Please look in ODE documentation pdf available in your database server's <OracleHome>\ODE\doc folder. Check "Configuring Extproc Agent Using Windows Service" in this doc ("Oracle Database Extensions for .NET Developer’s Guide"). It should have something like following -
+"As part of Oracle Database Extensions for .NET installation, a Windows service is installed. The service is called OraClrAgnt and can be accessed through the Service Control Panel, as Oracle<OracleHomeName>ClrAgnt, where <OracleHomeName> represents your Oracle home.+
+This service is used for the startup, configuration, and shutdown of the extproc agent."+
I was able to use OraClrAgent service to start the extproc process. In fact, all I need to do was to re-start the service. No new extproc process was started when the .NET SP was called. So I guess the extproc process started by the OraClrAgent service was used. However, I didn't see any performance gain at all.
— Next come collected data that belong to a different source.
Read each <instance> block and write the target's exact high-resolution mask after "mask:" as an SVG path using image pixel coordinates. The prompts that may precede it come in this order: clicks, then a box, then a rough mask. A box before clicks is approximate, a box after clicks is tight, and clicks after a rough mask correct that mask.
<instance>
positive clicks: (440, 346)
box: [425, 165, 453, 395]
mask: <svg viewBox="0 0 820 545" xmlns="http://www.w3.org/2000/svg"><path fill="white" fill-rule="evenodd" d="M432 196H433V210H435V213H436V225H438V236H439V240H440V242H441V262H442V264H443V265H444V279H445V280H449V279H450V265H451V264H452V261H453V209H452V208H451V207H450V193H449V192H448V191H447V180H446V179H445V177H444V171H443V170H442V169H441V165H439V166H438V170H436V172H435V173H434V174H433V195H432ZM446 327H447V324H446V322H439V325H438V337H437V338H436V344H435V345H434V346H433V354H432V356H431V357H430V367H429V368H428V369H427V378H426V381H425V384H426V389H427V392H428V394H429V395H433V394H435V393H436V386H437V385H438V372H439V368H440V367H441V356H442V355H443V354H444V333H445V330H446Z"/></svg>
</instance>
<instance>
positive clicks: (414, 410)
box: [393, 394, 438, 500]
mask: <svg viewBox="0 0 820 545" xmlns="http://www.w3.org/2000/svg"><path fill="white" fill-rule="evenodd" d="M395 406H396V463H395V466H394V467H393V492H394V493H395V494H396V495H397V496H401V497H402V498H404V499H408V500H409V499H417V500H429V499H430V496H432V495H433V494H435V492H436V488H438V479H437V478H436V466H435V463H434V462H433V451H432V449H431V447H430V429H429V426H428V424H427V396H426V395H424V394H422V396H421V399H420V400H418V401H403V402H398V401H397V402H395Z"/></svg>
My .NET SP even took 5 seconds longer (~10% more time) to finish with context connection and half second longer (~2% more time) with non-context connection.
I tried to change the OraClrAgent service parameters in the registry from the default:
C:\oracle\product\10.2.0\db_1\bin\OraClrAgnt.exe agent_sid=CLRExtProc max_dispatchers=1 tcp_dispatchers=0 max_task_threads=2 max_sessions=5
C:\oracle\product\10.2.0\db_1\bin\OraClrAgnt.exe agent_sid=CLRExtProc max_dispatchers=5 tcp_dispatchers=4 max_task_threads=10 max_sessions=20
But this change made the .NET SP perform even worse. What am I missing here?
It seems that the extproc startup time was not a significant part of the total time taken in your test case. Probably that is why you do not see any performance improvement. Not sure why it degraded performance though.
You may want to look again at your .NET SP for any possible ODP.NET optimizations such as using Array Binding for reducing number of calls to "OracleCmd.ExecuteNonQuery".
Array Binding has fixed my .NET SP performance problem! After I used it for the UPDATE statement in my .NET SP, my .NET SP ran even a little faster than my PL/SQL SP (without multithreaded extproc). With multithreaded extproc approach, my .NET SP ran even a little faster. Thank you so much for all the big help!!